I only added Mutex::release when people started requesting it in order to avoid managing the individual releasers returned by subsequent calls to acquire. When I added it I was in a hurry, and I only later realized that this use case is much better served by runExclusive. So, I decided to deprecate and remove it again.

However, judging from your example (and from other requests for keeping this function) it seems that people are now also using the library now to notify waiters when a task has completed, and this cannot be refactored to use runExclusive (and scoped releasers are awkward in this case). I guess I can't really go back and remove that function again. So, worry not, I'll keep it (and probably also make it work properly for nontrivial semaphores) 😏 I'll remove the annotation and adapt the documentation when I next update the library.

As for using the semaphore as a condition variable: I would much rather add an async queue to the library. You would call await queue.next() to wait for the next value to be pushed into the queue, and calling queue.push(...) would push the next value into the queue. New values would be distributed to waiters in a first come, first served fashion. I think this would probably cover all use cases that I have seen where mutex / semaphore are used for notification rather than for limiting concurrency. Would that fit your shoe?

cscheid commented 2 years ago

First of all, thank you so much for responding and for the library <3.

To answer your question, I think the answer is no, at least not without either a wrapper class (that would effectively be a condition variable) or some client logic at every call site (which is a risky thing with concurrent programming..)

Our specific use case is the initialization of some shared state which we need to do on demand. The calls that cause the initialization are async and we can't control their order (or whether they happen at all). On top of it, the initialization procedure itself is also async and takes potentially long. The cleanest solution I found is a critical section (call it "mustInit") wrapping a 0-initialized semaphore (call it "hasInit"). After the state has been properly initialized, the semaphore is released (to 1). Everywhere else, the semaphore is used only as a "wait". (that is, as semaphore.runExclusive(async () => {}))

If you're interested, the code is here and here.

In the end, I ended up rolling our own version of a semaphore (because I needed the 0-init case as well) which is here.

Aryk commented 2 years ago

However, judging from your example (and from other requests for keeping this function) it seems that people are now also using the library now to notify waiters when a task has completed, and this cannot be refactored to use runExclusive (and scoped releasers are awkward in this case). I guess I can't really go back and remove that function again. So, worry not, I'll keep it (and probably also make it work properly for nontrivial semaphores) 😏 I'll remove the annotation and adapt the documentation when I next update the library.

Awesome 🙌

DirtyHairy commented 2 years ago

If you're interested, the code is here and here.
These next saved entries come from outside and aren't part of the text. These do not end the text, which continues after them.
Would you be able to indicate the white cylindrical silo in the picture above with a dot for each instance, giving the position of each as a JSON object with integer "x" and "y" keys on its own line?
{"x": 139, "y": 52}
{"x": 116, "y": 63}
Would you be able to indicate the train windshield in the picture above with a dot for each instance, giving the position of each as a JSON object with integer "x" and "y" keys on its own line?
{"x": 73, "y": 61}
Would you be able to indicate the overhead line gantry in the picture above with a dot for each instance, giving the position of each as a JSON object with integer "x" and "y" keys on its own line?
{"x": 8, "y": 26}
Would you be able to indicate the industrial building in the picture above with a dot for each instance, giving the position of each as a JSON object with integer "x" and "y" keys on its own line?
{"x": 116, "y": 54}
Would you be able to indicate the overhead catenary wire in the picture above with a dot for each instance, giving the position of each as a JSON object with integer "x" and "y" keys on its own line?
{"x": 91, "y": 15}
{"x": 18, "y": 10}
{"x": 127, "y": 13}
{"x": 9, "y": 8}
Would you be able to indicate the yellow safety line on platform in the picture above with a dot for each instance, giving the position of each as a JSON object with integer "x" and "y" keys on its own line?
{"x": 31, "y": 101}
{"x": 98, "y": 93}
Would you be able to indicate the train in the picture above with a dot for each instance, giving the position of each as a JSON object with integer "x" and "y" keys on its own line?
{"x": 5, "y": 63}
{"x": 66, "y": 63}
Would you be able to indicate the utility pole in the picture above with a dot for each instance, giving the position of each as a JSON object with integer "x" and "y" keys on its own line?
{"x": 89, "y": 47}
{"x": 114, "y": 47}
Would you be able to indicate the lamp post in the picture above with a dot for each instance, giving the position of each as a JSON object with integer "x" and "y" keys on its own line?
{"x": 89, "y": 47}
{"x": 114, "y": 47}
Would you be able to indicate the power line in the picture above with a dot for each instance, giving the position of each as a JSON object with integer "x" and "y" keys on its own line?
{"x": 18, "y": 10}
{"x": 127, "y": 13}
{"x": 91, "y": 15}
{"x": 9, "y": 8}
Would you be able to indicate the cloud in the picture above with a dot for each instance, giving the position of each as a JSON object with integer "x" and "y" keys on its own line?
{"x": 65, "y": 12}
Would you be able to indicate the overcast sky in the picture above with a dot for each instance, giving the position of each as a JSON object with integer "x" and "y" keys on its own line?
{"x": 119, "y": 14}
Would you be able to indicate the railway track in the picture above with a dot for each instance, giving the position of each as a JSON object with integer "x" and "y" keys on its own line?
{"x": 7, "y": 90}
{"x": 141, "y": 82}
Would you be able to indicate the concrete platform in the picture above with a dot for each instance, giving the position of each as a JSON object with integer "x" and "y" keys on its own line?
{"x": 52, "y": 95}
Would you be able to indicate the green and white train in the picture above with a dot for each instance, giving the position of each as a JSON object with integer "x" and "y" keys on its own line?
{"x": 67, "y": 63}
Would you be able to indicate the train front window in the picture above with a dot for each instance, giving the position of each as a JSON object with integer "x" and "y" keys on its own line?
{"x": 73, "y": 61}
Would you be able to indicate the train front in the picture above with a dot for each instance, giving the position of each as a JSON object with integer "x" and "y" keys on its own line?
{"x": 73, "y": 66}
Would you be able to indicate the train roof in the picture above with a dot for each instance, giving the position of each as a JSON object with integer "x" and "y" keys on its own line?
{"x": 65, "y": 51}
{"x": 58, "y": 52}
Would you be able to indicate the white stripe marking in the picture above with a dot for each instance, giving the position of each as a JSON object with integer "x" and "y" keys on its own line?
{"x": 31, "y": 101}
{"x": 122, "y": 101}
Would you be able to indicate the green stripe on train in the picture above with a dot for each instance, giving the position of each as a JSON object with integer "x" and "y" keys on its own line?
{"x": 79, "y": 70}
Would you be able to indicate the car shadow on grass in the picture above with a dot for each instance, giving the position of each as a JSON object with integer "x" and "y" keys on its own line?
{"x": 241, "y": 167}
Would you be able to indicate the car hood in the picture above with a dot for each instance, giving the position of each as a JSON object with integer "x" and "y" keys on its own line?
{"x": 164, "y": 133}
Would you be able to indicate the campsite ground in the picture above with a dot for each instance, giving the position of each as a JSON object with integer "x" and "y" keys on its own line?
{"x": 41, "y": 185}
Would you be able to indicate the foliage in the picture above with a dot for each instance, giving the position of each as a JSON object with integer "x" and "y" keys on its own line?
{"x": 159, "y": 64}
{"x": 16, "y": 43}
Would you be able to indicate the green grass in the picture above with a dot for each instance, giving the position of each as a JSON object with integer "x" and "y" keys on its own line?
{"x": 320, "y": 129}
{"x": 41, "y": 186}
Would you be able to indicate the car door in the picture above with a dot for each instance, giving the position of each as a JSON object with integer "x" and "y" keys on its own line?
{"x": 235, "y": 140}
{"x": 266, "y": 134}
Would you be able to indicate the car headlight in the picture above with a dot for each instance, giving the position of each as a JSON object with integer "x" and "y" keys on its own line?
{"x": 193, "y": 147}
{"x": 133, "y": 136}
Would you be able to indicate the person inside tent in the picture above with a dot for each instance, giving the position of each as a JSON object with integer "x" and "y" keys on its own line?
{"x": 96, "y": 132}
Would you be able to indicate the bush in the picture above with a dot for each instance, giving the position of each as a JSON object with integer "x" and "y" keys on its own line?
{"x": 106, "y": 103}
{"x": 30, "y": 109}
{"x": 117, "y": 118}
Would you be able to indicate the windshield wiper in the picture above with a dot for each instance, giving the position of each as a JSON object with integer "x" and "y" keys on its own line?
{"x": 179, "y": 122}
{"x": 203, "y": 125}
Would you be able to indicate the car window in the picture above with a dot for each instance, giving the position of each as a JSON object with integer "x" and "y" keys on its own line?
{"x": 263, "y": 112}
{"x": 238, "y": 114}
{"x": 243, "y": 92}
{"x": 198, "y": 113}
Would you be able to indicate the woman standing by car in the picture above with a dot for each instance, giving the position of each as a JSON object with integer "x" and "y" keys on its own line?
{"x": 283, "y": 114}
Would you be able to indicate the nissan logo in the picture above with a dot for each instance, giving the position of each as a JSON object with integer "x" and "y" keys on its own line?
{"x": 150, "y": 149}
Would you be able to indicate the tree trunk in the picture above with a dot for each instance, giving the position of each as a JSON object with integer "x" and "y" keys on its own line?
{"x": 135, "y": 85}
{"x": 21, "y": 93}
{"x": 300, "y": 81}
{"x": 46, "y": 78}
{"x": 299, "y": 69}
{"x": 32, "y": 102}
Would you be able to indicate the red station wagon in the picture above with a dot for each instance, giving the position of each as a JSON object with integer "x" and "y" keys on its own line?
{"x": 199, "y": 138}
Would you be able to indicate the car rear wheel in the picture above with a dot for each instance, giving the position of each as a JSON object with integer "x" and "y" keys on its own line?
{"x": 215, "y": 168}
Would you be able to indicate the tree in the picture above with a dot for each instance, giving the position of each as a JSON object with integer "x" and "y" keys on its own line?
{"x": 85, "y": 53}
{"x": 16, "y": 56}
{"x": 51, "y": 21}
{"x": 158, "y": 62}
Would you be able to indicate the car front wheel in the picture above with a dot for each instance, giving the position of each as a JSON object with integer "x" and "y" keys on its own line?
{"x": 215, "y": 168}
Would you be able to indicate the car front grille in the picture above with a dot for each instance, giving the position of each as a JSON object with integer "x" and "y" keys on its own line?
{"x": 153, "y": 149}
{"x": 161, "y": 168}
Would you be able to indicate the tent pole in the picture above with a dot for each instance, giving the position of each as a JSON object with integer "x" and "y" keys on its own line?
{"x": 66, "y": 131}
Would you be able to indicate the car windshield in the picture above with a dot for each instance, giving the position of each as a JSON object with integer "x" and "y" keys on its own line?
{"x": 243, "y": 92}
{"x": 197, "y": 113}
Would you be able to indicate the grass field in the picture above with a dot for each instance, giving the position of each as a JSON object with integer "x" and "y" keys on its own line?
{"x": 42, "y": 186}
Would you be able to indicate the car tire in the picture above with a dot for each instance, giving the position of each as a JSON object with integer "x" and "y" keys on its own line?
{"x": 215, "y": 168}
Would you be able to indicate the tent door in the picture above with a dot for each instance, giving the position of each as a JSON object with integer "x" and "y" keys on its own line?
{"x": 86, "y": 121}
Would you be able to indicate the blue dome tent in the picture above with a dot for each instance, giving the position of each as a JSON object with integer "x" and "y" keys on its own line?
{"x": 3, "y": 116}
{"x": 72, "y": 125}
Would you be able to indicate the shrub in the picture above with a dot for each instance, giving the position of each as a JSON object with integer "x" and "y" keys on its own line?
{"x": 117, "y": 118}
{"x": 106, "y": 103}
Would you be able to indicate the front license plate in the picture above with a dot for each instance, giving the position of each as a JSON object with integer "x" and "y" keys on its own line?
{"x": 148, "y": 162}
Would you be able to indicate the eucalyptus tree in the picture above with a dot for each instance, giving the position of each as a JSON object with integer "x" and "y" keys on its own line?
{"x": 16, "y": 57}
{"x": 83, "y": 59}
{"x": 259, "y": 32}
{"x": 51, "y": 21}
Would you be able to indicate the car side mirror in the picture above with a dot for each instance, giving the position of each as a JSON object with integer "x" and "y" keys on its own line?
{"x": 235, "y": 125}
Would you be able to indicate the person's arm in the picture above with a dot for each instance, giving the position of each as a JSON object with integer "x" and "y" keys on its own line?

Thanks alot for the example, interesting. I guess my own approach here would have been using a simple Promise that resolves once initAutomation completes. Every consumer would then just await said promise. However, there's always more than one way to skin a cat, and I guess there are other implications from this that I don't see by skimming the code.

I can see there are other, similar scenarios where one piece of code wants to wait on a signal from another piece of code that are not easily covered by working with plain promises (or events, which is another approach that I usually take in such situations), but that are served better by a generalized mutex or semaphore.

After dwelling a bit more on this I think I will extend the Semaphore implementation to allow arbitrary initial and max values (including uncapped semaphores). This will take some refactoring to make sure no part of the current API breaks in subtle ways though.

DirtyHairy commented 2 years ago

Version 0.4.0 removes the deprecation.